A graphic giving us some witless fact about Cena’s Facebook page was shown. It said “Cena Nation” at the top. I thought it was CeNation. WWE can’t even get their own marketing right now...
Possibly due to losing a mediocre match last week Jack Swagger’s entrance went untelevised. We saw him waiting in the ring. Naturally this wasn’t going to happen to Booker T. His first match on RAW in four years was going to have its entrance televised in full. Four years is a pretty long time, but it wasn’t as amazing as Michael ‘Overhype’ Cole made out. Speaking of Cole, he was pro Booker in this match, due to his fall out with Swagger. I imagine he’ll be back to antagonising the former WCW champion on Friday’s SmackDown broadcast.
The fans were into Booker T in a big way, and he looked as impressive as ever. For a man of 46 he looks great. The match wasn’t long and ended on a disappointing count out when Swagger decided he’d had enough. Evan Bourne clotheslined him from behind and Swagger gave chase. Booker laid him out with an Axe Kick in the ring and then Bourne did his beautiful Shooting Star Press. The faces then did a cringey double Spinneroonie spot. Evan’s was sloppy.

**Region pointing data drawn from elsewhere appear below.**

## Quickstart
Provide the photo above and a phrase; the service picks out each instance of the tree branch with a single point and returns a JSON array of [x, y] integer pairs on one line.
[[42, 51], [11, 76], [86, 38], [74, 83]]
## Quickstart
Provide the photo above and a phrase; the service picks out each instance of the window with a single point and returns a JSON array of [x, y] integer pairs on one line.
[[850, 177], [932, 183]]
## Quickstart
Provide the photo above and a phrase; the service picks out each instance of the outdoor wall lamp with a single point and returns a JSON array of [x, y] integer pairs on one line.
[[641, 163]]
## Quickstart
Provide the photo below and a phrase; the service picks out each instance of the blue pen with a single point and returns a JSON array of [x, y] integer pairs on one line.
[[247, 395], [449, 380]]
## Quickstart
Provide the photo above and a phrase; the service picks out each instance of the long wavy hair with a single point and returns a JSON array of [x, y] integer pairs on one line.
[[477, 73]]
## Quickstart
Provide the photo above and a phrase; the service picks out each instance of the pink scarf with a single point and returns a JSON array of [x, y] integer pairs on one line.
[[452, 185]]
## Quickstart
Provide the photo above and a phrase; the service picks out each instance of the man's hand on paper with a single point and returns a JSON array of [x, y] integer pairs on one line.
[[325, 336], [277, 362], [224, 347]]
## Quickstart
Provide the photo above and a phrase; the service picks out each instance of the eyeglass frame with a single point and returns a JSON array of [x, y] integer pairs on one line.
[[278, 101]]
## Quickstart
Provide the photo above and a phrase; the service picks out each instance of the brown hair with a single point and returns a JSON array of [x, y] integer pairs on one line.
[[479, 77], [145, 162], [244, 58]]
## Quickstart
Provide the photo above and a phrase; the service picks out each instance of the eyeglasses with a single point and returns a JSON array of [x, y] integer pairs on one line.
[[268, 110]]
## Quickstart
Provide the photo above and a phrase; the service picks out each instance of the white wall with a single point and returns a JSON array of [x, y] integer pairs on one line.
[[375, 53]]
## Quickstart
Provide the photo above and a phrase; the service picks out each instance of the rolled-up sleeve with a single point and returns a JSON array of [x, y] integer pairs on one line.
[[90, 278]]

The main event tag match was the basic Cena affair. Nobody ever manages to look good when in the ring with Cena, no matter whether they’re facing him or tagging with him He is incapable of making stars, and as he was by far the most over person in the match (unless you count guest referee Steve Austin) he should have been the one to elevate people. He flattened Miz with his usual unrealistic offence, loudly called a bulldog (something a man with his experience and position on the card should never do), and performed the most ludicrously bad drop kick I’ve seen in a very long time when R-Truth came running into the ring with a chair. The fans were into it all, but it was a sloppy effort.
The finish was the same as the tag team main event from two weeks ago: the babyface guest referee interfered and cost the heels the match. It’s astonishing that WWE continues to make its faces look weak in this fashion, particularly when one of them is Cena. No matter what other faults the company has they can usually be relied on to keep Cena strong. I hope this is the last time we see that finish. As nice as it was to see Miz take a Stunner I’d prefer a well booked match.
The GM emailed in to reverse the decision because of Austin’s interference. It wasn’t popular but it made sense (although it does raise the question of why Bret Hart was permitted to interfere two weeks ago). What didn’t make sense was another email seconds later in which Austin was announced as the guest General Manager next week. Austin had just cheated, been punished for it, and then been given the job of the person doing the punishing by that person. Is there any sense involved in that chain of events?
Austin then decided, for no apparent reason, to pull Cole into the ring. He punched him, gave him a beer bath and then finished him off with a Stunner (which Cole hilariously no-sold).
This is exactly what should have happened at WrestleMania. It would have been the perfect blow off to the Cole heel character at the perfect time. That they waited two months and gave it away free on an episode of RAW shows that the company does not have the connection with its audience that it once did.
As enjoyable as Austin’s appearance and interaction with Cole was, it left a sour taste in my mouth. ‘The Rattlesnake’s’ connection with the audience after years away from the company remains unchanged, and there are no current stars, even Cena, who can match the reaction the stars of yesteryear receive. While men like Austin, The Rock and the soon to return Mick Foley will always get the nostalgia pop there should by now be a fresh batch of superstars on their way to cementing their own spots at the top of Vince McMahon’s empire. That there aren’t is worrying, but it’s nothing new.